Günümüzde, bu tür konulara olan ilgi değişik biçimlerde sürmekte, olay popüler kültürün kodlarına göre işlenmektedir. Mesela, iddia bu ya, batılıların 13 sayısını uğursuz saymalarının nedeni, Türklerin İstanbul’u fethetmesiymiş. Çünkü, fethin tarihi olan 1453’teki sayıların toplamı 13 çıkıyormuş.
Geçen gün yeğenlerimle bu oyunu oynarken, konu Galatasaray’ın yetenekli oyuncusu Arda’ya geldi. Arda’nın, forma numarası olan 66 konusunda “sadece sevdiğim bir sayı” demesi kimseyi ikna etmemiş olmalı ki, yeğenlerimle tahminler yürütmeye başladık. Yozgat’ın plaka numarasıyla bir ilişkisi olup olmadığından, Arda’nın doğum tarihindeki rakamları toplamaya kadar birçok yol denedik. Arda’nın ismindeki harfleri ebced usulüne göre hesapladık, sonuç tutmadı. Ama ebced hesabına göre “Allah” kelimesinin karşılığının 66 olduğunu görünce orada durduk. Ve Arda’nın, tanrının adını kendisine forma numarası olarak seçtiğine ikna olduk.

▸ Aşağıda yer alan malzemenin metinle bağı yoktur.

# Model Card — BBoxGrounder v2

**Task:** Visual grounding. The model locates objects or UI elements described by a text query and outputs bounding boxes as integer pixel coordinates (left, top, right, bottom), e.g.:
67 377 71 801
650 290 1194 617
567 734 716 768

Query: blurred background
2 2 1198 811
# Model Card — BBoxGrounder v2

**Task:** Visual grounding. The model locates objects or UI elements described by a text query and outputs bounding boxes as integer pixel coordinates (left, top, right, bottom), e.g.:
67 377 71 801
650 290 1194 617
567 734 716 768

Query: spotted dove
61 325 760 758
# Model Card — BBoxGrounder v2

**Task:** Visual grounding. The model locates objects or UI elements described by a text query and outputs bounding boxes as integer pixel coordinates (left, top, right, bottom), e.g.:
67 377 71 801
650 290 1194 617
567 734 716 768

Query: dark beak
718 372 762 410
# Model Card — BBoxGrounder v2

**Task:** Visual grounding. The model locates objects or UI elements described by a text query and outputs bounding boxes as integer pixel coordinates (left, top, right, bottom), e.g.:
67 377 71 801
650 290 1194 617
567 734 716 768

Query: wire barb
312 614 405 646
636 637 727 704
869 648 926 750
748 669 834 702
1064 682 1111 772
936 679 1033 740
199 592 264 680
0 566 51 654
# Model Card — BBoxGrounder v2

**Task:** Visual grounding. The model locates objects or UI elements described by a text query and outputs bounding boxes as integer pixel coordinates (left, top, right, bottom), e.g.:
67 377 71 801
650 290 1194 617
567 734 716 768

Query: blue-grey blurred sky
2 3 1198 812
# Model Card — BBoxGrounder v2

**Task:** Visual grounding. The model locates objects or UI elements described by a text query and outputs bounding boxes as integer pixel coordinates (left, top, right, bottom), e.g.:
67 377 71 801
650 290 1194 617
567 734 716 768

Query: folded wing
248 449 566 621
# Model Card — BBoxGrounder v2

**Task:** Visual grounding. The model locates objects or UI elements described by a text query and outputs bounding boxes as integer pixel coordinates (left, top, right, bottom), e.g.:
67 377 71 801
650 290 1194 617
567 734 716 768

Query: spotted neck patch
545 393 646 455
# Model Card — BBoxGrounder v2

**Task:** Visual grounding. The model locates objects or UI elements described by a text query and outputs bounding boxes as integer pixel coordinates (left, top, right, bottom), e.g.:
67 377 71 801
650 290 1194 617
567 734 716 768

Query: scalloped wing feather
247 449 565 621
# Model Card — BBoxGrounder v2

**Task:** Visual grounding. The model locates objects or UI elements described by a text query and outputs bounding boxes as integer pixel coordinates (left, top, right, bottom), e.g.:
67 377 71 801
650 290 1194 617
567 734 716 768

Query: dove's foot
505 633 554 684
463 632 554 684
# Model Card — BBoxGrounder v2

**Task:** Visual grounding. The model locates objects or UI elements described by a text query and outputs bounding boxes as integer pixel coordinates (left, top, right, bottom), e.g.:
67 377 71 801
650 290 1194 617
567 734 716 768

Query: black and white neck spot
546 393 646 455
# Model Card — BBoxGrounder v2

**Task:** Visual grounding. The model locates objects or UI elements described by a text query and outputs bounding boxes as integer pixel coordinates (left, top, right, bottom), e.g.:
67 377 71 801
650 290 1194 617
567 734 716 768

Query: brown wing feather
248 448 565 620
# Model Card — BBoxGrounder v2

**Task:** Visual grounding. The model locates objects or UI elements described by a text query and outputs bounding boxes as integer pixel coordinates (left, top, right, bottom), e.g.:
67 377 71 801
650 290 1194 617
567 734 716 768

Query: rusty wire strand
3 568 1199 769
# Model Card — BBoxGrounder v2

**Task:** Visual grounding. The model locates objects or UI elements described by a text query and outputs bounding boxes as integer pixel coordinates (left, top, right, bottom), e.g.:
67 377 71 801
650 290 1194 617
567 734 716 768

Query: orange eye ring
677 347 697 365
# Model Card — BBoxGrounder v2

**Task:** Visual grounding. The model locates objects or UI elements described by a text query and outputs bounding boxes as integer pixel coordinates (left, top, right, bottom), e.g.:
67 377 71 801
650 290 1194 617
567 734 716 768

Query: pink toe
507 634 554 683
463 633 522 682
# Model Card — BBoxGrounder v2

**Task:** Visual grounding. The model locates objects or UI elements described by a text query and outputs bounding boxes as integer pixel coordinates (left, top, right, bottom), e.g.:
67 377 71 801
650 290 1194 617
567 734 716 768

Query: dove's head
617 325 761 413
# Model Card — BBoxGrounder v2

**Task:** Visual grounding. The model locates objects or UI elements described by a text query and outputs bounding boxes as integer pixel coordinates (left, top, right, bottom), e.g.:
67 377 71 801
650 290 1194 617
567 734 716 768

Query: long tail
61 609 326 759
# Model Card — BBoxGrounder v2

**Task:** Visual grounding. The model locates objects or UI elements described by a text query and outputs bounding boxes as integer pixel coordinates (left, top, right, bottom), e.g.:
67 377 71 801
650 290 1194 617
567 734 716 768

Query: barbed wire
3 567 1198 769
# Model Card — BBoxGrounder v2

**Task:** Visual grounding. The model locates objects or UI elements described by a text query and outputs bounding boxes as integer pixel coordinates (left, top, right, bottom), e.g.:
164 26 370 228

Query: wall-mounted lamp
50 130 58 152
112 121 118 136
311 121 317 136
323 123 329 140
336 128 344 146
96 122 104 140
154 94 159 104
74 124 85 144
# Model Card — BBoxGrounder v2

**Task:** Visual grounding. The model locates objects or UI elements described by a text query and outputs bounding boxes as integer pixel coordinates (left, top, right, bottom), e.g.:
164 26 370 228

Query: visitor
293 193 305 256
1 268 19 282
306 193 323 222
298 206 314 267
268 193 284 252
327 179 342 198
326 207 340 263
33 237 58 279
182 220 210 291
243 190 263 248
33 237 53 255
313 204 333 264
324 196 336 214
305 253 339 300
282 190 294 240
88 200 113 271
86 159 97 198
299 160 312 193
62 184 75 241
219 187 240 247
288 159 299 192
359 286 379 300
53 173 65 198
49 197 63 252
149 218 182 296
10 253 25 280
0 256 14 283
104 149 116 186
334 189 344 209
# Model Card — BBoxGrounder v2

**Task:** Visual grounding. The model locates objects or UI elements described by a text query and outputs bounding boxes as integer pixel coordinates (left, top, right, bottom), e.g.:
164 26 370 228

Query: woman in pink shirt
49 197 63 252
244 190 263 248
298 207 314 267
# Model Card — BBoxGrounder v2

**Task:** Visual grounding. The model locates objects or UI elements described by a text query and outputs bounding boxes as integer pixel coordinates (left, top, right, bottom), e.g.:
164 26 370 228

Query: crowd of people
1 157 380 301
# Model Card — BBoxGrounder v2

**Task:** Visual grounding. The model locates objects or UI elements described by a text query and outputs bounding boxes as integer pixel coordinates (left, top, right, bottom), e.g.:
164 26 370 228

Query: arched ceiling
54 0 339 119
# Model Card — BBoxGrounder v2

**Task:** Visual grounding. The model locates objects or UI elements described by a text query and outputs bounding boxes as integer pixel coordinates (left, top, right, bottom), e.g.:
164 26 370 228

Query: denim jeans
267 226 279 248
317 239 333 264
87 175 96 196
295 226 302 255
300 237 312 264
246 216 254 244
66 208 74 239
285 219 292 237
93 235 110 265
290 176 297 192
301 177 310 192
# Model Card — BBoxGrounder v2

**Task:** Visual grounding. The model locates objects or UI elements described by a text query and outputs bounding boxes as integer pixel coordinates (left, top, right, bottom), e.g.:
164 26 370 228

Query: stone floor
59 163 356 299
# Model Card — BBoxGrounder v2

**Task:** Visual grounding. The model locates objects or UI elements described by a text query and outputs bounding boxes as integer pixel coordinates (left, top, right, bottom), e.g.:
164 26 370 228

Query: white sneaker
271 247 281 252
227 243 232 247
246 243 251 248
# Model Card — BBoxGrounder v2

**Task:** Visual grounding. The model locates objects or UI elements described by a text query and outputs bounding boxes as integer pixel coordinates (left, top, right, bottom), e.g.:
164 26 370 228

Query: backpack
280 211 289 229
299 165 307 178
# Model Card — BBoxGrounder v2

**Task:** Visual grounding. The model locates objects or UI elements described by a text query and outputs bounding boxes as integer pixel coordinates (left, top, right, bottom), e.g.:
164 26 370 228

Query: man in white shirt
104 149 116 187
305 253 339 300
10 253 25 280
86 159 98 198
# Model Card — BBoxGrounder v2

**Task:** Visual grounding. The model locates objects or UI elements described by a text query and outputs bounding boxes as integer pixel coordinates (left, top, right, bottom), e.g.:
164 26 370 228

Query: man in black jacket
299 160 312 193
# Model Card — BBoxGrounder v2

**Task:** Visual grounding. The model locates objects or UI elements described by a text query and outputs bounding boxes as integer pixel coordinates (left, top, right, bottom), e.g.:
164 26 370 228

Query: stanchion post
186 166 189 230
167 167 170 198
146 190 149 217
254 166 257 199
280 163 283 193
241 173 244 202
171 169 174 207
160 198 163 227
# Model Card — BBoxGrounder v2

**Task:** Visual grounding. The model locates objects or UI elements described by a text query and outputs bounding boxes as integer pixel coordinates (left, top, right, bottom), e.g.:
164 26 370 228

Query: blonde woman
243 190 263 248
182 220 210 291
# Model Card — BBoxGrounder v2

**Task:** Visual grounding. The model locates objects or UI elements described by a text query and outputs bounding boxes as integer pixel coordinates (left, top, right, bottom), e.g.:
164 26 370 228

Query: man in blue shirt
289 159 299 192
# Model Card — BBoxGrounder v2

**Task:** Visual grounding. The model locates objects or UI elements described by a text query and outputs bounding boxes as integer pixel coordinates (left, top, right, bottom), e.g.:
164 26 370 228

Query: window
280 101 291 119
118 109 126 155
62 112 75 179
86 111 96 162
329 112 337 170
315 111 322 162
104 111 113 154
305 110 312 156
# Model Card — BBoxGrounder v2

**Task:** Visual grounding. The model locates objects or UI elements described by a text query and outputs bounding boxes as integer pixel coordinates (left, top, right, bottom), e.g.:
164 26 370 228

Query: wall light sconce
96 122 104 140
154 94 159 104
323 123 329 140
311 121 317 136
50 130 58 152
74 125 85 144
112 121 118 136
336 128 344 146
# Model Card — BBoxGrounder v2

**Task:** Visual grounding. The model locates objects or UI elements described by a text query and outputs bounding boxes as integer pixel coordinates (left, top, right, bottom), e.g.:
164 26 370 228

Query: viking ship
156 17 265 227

Eskiden Osmanlı zamanında, açıkça anılmasında bazen sakınca görülen kelimelerin yerine sayısal karşılıkları kullanılırmış. Mesela, külhanbeyleri “işimiz 66’ya kaldı” dermiş. Yani, işimiz Allah’a kaldı.
Sayıların ve harflerin gizemine başvurmak, bazen sorumluluktan sıyrılma imkanı da verirmiş. Yukarıda, Şah İsmail’le ilgili anlatılan hikayede de böyle olmuş.
Eski zaman eserlerinden olan Şerefname adlı kitapta olay şöyle anlatılır: Şah İsmail, “mezheb-i nâ-hak” sözünü duyup, bunun sayısal karşılığının kendi iktidarına denk geldiğini görünce bir mektup göndermiş. Mevlana İdris’e, bu sözün kendisine ait olup olmadığını sormuş.
Mevlana İdris, ünlü cevabında, o tarihi kendisinin koyduğunu, ama anlamının iddia edildiği gibi olmadığını söylemiş. “O sözün terkibi Farsça değil Arapçadır” demiş. Aynı harflerle yazılır, ama Arap diliyle okununca, “mezhebuna hak” çıkarmış. Yani, mezhebimiz haktır. Bu yorum mümkündür. Çünkü imlası aynıdır. Mevlana İdris bu yorumu yazınca Şah İsmail’in hoşuna gitmiş. Ve onu affetmiş.